Геннадий немного смутился. Но решимости не утратил:
– Я… совершенно безотносительно… я не имел в виду вас конкретно, вообще наших врачей… но… Нет, я не хочу оправдываться! И не буду. Вы же не будете спорить, что уровень…
Ольга выслушала его длинную сбивчивую тираду молча. Потом сказала тихо, без малейшего пафоса, без агрессии:
– Поверьте мне, «квасной патриотизм» тут ни при чем. Да, многое оставляет желать лучшего. Странно было бы спорить по поводу оборудования – на восемьдесят пять процентов оно не наше, и медикаменты мы используем большей частью импортные. Уход, возможно, тоже лучше у них, но что касается квалификации, может быть не стоило бы так категорично…

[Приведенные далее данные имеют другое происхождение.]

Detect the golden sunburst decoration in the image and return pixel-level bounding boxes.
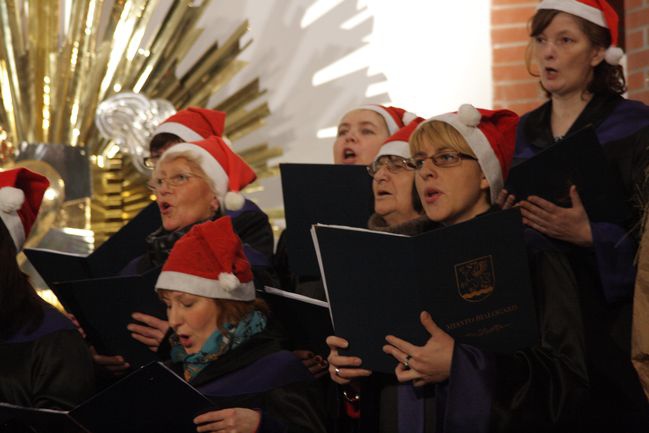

Геннадий красноречиво прижал руку к сердцу, но Ольга жестом попросила не перебивать ее:
– Оправдываться я ведь тоже не собираюсь, ни в коем случае. И к диспуту нашему не готовилась заранее, поэтому точных цифр не назову, но вы уж поверьте, я же практикующий врач: процент излеченного лейкоза у детей в возрасте Марины и у них, и у нас примерно одинаков. Да, я скажу страшную вещь: одинаково невысок. Взрослых это впрочем, к сожалению, тоже касается.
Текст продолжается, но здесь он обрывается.